Setting our variables
## Remote input file
remote.h5ad.file <- 'https://zenodo.org/record/4726927/files/Final_cell_annotated_object.h5ad?download=1'
## Working directory
user.id <- Sys.getenv('USER')
root.dir <- '/shared/projects/sincellte_2022'
data.dir <- paste(c(root.dir, 'Courses', 'Secondary_analyses', 'input', 'trajectory_analysis'), collapse = '/')
work.dir <- paste(c(root.dir, user.id, 'Courses', 'Secondary_analysis', 'trajectory_analysis'), collapse = '/')
## Seurat assay name
assay <- 'RNA'
## Contaminating cell types
contam.types <- c('Macrophages', 'RBC')
## RNG seed (for irlba PCA)
my.seed <- 1337L
## HVGs to keep
nfeatures <- 3000
## 1st reduction method
reduction <- 'pca'
## Number of PCs to produce
pca.dims <- 100
## Number of PCs to retain for 2nd reduction
maxdim <- 30
## Use scaled data instead of unscaled
use.scaled <- TRUE
## Cell type to use as root to orient the trajectory
root.group <- 'DN'
Loading source data
- First, the dataset was retrieved from Zenodo
dir.create(path = work.dir, recursive = TRUE, showWarnings = FALSE)

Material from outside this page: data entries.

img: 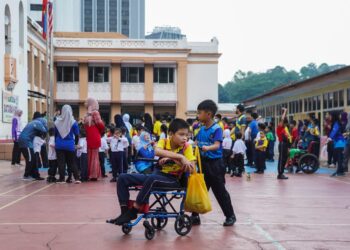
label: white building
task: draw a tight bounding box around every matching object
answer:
[28,0,145,38]
[0,0,28,140]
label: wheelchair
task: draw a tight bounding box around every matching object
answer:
[108,158,192,240]
[286,141,320,174]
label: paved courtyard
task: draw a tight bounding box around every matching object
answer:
[0,161,350,250]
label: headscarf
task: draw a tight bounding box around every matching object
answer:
[55,105,75,138]
[123,114,132,132]
[136,131,153,151]
[224,129,231,139]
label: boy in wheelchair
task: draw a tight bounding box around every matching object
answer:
[108,119,196,225]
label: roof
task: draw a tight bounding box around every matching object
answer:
[243,66,350,103]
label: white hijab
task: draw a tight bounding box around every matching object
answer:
[55,105,75,138]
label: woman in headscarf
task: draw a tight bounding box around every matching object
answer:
[343,112,350,172]
[55,105,81,184]
[11,109,23,166]
[135,131,154,174]
[84,97,105,181]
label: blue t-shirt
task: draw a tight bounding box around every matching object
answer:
[196,123,222,159]
[249,120,259,140]
[55,122,79,152]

local.root.file <- paste0(work.dir, '/Original_scanpy_object.h5')
local.h5ad.file <- paste0(local.root.file, 'ad')
download.file(url = h5ad.file, destfile = local.h5ad.file,
method = 'wget', quiet = TRUE)
SeuratDisk::Convert(source = local.h5ad.file, dest = 'h5seurat',
assay = assay, verbose = FALSE, overwrite = TRUE)
- The converted object was loaded into R as a SeuratObject using the SeuratDisk::LoadH5Seurat() function. All optional slots (neighbors, graphs, reductions, images), won’t be loaded as we want to reprocess them.
local.h5s.file <- paste0(local.root.file, 'seurat')
sobj <- SeuratDisk::LoadH5Seurat(file = local.h5s.file, assays = assay,
reductions = FALSE, graphs = FALSE,
neighbors = FALSE, images = FALSE)
Prepping the object to our context
- The downloaded object contains cell-type annotation from the original analysis. From the publication, we learnt that two cell types are not related to T cells, thus considered as contaminants : macrophages and red blood cells (RBC). As their presence in the analysis space can modify the shape of the cells position, thus impact trajectory analysis, we decided to remove them :
sobj <- sobj[, !(sobj$cell_type %in% contam.types)]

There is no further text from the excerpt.